This research project focuses on contemporary juvenile jazz marching bands in the North East of England and South Wales and similar forms of working class cultural production elsewhere in Europe, particularly majorettes in France and Belgium. The bands and majorettes are intriguing as hidden forms of cultural production by working-class white women and girls; their invisibility derives from their exclusion from hegemonic definitions of culture.

Over the past few years I have regularly attended band events and interviewed current and former band members in England and Wales, together with majorette troupe leaders and members in the North of France. This is a long-term project; data collection and analysis have been ongoing as time and other resources permit.

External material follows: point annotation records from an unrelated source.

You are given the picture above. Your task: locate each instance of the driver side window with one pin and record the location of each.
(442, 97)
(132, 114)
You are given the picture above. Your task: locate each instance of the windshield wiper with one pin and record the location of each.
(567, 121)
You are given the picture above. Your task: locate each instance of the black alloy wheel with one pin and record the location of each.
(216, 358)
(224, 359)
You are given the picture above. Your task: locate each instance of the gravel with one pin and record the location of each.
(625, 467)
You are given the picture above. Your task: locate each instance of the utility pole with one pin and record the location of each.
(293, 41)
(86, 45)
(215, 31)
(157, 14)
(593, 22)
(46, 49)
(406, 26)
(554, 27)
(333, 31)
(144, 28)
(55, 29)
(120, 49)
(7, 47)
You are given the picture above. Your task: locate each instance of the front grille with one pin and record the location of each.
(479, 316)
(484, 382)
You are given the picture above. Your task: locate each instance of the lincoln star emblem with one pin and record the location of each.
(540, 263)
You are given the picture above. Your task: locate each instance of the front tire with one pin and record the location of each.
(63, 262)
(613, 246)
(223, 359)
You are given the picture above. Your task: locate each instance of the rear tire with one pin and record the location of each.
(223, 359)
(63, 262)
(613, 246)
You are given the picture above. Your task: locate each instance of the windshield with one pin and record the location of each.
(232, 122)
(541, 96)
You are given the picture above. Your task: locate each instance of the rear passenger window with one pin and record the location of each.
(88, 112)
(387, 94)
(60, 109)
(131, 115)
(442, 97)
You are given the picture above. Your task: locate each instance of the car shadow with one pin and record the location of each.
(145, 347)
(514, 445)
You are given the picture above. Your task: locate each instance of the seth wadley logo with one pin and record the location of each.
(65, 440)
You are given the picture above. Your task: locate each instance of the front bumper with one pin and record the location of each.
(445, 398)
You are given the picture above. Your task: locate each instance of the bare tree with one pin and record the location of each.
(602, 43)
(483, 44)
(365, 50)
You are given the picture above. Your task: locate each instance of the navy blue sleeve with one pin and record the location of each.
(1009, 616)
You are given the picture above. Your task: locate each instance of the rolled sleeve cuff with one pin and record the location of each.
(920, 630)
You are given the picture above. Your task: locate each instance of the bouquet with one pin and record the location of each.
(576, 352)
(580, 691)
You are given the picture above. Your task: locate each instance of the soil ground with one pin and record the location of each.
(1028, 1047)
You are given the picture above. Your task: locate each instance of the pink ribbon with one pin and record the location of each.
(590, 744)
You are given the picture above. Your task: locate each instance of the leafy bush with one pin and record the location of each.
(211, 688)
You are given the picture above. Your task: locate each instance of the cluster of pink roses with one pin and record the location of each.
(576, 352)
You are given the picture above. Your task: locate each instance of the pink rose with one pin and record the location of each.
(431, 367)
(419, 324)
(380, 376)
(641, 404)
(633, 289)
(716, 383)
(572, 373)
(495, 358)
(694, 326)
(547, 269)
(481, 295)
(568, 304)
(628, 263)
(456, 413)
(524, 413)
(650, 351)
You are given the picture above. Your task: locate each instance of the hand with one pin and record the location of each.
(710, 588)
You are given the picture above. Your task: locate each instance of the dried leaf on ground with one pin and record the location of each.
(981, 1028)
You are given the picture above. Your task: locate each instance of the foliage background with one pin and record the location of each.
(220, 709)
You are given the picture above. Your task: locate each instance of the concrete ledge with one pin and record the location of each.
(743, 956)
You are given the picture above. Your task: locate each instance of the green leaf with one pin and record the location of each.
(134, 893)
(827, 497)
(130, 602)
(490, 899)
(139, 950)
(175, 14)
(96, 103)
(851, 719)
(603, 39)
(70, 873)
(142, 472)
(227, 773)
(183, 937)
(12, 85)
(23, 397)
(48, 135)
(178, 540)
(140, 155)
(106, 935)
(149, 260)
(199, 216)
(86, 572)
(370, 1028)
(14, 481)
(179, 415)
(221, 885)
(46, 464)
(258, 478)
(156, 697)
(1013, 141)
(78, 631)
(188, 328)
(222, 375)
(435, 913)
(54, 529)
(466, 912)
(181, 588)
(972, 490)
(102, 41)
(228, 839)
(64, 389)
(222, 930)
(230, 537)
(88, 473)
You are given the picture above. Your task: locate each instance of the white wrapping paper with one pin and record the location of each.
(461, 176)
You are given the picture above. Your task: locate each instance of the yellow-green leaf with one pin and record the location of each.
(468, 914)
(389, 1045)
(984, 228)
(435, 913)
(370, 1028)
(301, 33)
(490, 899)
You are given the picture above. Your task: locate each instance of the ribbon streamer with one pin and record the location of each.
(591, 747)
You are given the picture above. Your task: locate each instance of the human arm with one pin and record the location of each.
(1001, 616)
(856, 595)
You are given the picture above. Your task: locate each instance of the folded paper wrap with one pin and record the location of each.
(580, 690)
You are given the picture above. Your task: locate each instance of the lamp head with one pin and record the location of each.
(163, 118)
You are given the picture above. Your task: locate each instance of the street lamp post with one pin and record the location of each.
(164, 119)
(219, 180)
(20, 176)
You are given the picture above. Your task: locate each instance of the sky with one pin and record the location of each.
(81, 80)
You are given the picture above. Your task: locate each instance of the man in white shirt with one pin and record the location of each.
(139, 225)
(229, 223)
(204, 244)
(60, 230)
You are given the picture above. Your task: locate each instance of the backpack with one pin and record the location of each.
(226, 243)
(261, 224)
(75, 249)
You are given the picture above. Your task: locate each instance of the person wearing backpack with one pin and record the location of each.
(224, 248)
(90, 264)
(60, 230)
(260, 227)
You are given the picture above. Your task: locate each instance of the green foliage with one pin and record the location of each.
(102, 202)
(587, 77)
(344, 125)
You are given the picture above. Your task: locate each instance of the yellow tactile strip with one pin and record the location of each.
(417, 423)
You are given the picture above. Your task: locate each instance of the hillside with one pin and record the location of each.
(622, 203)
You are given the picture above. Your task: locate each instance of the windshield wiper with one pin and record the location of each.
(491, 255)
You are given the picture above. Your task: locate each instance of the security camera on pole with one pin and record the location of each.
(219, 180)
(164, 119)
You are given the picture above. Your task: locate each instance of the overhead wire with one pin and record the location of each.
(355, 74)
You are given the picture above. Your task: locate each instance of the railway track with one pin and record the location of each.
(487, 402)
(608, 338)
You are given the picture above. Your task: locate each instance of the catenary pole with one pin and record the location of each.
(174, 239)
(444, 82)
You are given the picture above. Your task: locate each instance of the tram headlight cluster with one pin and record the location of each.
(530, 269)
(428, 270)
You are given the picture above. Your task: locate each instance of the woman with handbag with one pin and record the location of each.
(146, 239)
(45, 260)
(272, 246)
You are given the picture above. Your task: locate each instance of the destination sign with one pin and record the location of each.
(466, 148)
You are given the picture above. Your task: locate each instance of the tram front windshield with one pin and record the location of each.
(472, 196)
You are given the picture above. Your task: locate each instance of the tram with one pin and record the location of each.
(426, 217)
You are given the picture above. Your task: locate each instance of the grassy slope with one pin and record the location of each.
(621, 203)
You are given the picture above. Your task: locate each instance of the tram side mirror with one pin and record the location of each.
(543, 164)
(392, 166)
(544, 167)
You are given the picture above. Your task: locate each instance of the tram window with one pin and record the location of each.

In 2018, five museums and eleven universities took part in a symposium exploring historical and contemporary popular street parade. This  included:

  • The kazoo 'jazz' marching bands of the coalfields areas
  • The entertaining troupes and carnival display morris troupes of the North West of England
  • Brass bands and majorettes, town carnival and Caribbean carnival
  • The ‘queens of industry’ interwar phenomenon in the North of England.

Funding was generously provided by the Creativity and Culture and Communication Theme Research Champions priming funds at the University of York. The event was organised by Dr Frances Thirlway, Dr Lucy Wright and Dr Laurie Hanquinet in partnership with Woodhorn Colliery Museum, the National Museums of Wales and the Huis van Alijn Museum of Everyday Life (Belgium).